Melewati sebuah taman bermain kecil nan sepi—pasti karena sedang musim panas—ketiganya terhenti mendengar seruan seseorang.

"Nina! Chita!" panggil yang tampaknya adalah seorang anak laki-laki. Dia sedang berdiri di atas seluncuran, buru-buru meluncur turun terus berlari menghampiri. "Mau ke mana?"

"Ke minimarket!" Chita yang menjawab. "Kābin mau ikut?"

"Eeee ... siapa yang Kābin? Namaku Kar-vin!" Anak laki-laki itu berkacak pinggang tidak terima.

"Kābin! Sama saja. Cuma beda sedikit." Chita mengatakannya dengan sebelah mata terpejam, sambil meragakan gestur mencubit.

"Chita payah. Nama teman sendiri nggak ingat. Aku mau main sama Nina aja." Karvin menoleh pada Nina yang sejak tadi menempel pada Rara. "Yuk, Nina."

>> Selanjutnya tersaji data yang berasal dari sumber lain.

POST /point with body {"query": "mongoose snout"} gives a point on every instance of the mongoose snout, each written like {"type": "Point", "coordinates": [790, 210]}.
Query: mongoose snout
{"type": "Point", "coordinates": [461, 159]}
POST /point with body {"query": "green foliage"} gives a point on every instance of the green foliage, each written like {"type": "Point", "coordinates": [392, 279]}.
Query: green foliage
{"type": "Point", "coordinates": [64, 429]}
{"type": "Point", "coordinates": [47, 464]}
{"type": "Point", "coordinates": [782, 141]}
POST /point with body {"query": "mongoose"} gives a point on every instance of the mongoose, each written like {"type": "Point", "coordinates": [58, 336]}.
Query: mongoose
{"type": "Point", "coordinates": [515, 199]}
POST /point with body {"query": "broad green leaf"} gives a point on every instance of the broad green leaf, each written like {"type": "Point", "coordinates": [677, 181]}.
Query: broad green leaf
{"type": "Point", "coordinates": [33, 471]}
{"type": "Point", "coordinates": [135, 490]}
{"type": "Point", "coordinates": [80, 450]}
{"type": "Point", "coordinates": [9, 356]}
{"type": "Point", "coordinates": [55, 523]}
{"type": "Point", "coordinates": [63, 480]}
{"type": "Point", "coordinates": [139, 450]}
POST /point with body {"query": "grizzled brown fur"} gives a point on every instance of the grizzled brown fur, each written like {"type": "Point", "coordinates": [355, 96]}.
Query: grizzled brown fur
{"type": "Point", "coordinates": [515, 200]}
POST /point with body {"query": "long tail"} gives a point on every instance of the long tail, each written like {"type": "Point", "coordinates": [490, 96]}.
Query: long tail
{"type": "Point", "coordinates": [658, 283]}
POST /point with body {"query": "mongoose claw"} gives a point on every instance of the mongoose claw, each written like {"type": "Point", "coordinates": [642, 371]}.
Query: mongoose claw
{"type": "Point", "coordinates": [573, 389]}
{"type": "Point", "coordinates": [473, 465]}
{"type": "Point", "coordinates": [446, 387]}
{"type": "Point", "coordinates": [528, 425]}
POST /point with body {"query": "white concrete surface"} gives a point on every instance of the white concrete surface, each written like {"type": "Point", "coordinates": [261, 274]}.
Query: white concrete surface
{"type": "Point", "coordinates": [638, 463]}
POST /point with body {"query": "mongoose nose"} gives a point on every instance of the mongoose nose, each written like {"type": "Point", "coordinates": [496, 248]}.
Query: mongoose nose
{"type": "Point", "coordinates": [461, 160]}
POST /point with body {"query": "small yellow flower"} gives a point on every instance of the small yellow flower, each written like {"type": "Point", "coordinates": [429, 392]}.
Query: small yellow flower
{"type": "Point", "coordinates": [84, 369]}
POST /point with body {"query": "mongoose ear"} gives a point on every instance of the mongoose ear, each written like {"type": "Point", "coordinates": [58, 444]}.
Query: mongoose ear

Mengejutkan, Nina justru menatap anak itu dengan tatapan horor. "Siapa...?" Dia memegang erat boneka kelinci yang digandengnya, sedangkan tangan yang satu lagi meremas ujung kaus Rara.

"EEEEHHH? JANGAN BERCANDA BEGITU!"

"Iya, ya. Siapa anak ini?" Chita ikut berlagak takut, lantas mengambil posisi serupa Nina di sisi lainnya. Dia pun mendongak sambil menarik pelan ujung kaus Rara. "Kak Rara, ayo kita pergi saja, Kak."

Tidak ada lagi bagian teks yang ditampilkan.